Legal issues with what is allowable spatial tracking will likely become major issues for scholars/developers/planners who want to use GPS data for their work. We focus a lot on legal issues of data ownership but the Fourth Amendment may prevent many applications. This case was decided partly on the SCOTUS' ruling from January ruling about GPS tracking. it's too early to know how this will all play out but it is worth keeping an eye on. From the story:
"In this case, the DEA agents had their fishing poles out to catch Lee," Thapar wrote. "Admittedly, the agents did not intend to break the law. But, they installed a GPS device on Lee's car without a warrant in the hope that something might turn up."

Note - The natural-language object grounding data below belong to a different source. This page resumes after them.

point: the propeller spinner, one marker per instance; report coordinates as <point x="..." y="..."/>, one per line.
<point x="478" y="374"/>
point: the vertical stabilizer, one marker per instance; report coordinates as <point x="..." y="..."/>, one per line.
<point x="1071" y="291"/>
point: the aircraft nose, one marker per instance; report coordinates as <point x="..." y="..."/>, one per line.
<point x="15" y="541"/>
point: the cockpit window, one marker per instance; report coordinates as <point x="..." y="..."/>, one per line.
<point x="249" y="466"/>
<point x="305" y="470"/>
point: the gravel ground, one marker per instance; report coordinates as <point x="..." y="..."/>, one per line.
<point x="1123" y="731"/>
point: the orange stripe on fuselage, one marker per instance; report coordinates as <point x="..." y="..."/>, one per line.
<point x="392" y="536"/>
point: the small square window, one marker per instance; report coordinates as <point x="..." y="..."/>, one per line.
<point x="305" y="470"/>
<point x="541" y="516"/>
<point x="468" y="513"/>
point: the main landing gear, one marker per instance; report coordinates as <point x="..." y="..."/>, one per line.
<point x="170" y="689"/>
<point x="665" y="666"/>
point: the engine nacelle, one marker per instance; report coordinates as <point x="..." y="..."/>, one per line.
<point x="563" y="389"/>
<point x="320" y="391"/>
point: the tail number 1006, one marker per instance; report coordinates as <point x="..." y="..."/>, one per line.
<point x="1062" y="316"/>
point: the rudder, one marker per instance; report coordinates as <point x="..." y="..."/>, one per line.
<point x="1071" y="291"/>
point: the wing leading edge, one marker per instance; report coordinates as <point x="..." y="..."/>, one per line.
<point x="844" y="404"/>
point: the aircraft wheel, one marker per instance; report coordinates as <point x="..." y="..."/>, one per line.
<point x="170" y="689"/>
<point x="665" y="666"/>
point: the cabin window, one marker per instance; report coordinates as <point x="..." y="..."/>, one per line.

The U.S. Supreme Court in January struck down law enforcement's use of GPS tracking in investigations without a warrant. Justice Antonin Scalia wrote for the 5-member majority that it was the attachment of the device that violated the Fourth Amendment's protection against unreasonable searches and seizures. That case involved a GPS placed on the Jeep of suspected Washington, D.C., drug kingpin Antoine Jones. The ruling overturned Jones' conviction and life sentence.Obviously these cases are drug related, but if the argument is that the state cannot track people without a warrant there will likely be challenges to other public uses of tracking data. We know there are limits to when taxi cab GPS data can be collected, such as only when the meter is on. This limits research on interesting and important questions about what cruising taxi cabs do between fares. Hopefully mutually beneficial solutions can be negotiated before our data rich future gets swamped in litigation.
Lee's attorney, Michael Murphy of Lexington, said the only evidence against Lee was the marijuana found in the truck. Murphy said he based his argument in part on the Jones case.
"If they are going to be that intrusive on our lives, they should do it under the supervision of a court," said Murphy, a former federal prosecutor.